そう思うと、一番怖いのはあの薔薇(虫)が大量に発生することですが、タンポポ(虫)が獲物にでもしているためか、あまり見かけません。ありがとうタンポポ(虫)。いやキミも決して好きではないけれど。
そして今年はパンジー(虫)が大量に発生。玄関を出たところにパンジー(虫)がいたりして、うっかり踏まないように注意しています。さっき見たら家の前の壁に7匹ものパンジー(虫)が張り付いてました。稀ながら家の中に侵入して来ているパンジーもいます。


そんなパンジー(虫)。生まれてくるパンジー(虫)もいれば、死ぬパンジー(虫)もいます。
パンジー(虫)の死骸には、自然界の掃除屋ヒヤシンス(虫)が群がり、その死骸を片付けていきます。ところがパンジー(虫)の外殻の部分は硬いからなのか、ヒヤシンス(虫)に餌と見なされず、中の部分だけキレイに抉られた形で残されてしまいます。
そして残酷なことに、大量発生しているパンジー(虫)が、パンジー(虫)の死骸を餌としている光景も見られます。
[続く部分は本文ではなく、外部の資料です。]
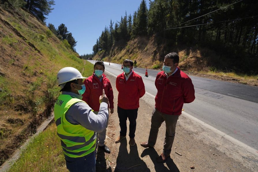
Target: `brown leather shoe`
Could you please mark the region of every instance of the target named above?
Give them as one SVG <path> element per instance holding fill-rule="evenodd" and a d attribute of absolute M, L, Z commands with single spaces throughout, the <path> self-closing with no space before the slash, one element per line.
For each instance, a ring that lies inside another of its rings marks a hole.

しかしこれまた外殻は残されたまま。
「俺の中で生きろ!」的な精神ならまだ救われますが、「俺の中で生き・・・あれ?噛めんわ。この部分いらんわ。この部分以外生きろ」では、餌となった方も救われません。
まあそうこうして残されたパンジー(虫)の外殻を、僕はホウキでサッサと掃き捨てます。その瞬間、僕は自然界の掃除屋の頂点にサッサと君臨しています。


ところで、虫嫌いな方への配慮として固有名詞の差し換えを行いましたが、逆にエグい結果となってます?
(虫)も失敗の要因の1つですね。